I opened the little cupboard behind the counter and took out the broom. “Yep. Chief Curtis has charged him with offering two stolen prints of Redouté’s Lilies on Socrates.com, and there will be additional charges when they figure out what’s what. Jenna is going through all the listings on the website in an effort to match them with items that are missing from the library. Jed had better start looking for a lawyer.”

“And the foundation’s board?”

“Good news.” I smiled. “They’ve commended Dorothea for getting the book back. And agreed to her proposal for climate control, an alarm system, and an additional person to help with the cataloging. I think they’re beginning to take their work seriously at last.”

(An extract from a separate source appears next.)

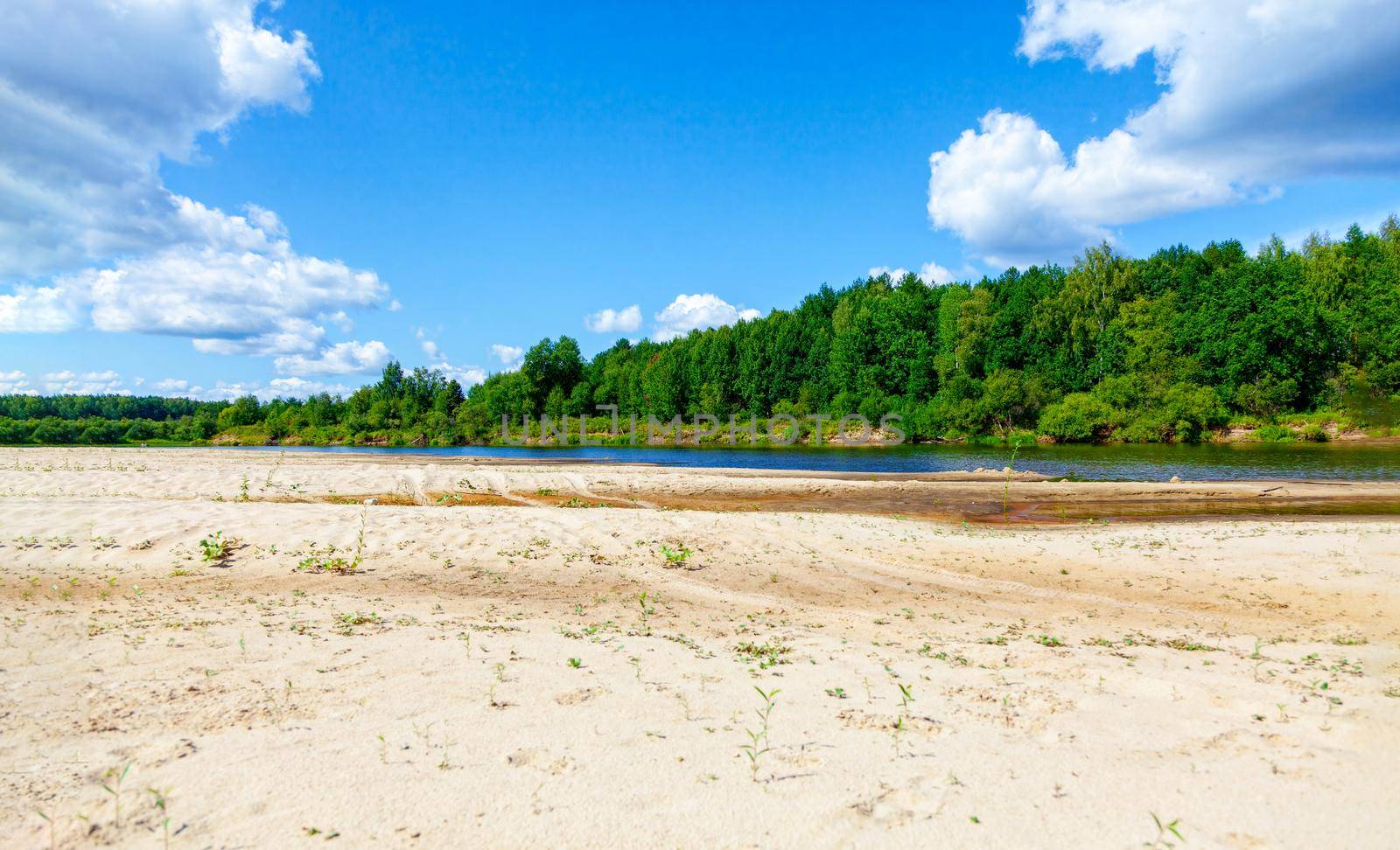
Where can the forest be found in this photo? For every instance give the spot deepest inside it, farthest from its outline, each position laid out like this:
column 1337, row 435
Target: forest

Ruby sighed. “And the story of the ghost of Hemlock House—it was Claudia Roth all along?” She sounded disappointed.

I hesitated. “I didn’t say that,” I said slowly. I shivered, thinking of the intense cold and the powerful dark energy I had felt when I stepped out into the hallway. “There’s something there. A ghost, a spirit, a force—whatever it is, it’s been there for years. I don’t think it’s going away anytime soon. And I’d just as soon not know what it is.”

The bell over the shop door chimed gently. I looked up, expecting to see the door open and the first customer of the day step inside. But there was no one there—at least, no one that I could see.

Ruby smiled. “That’s Annie,” she said. “She always likes to have the last word, you know.”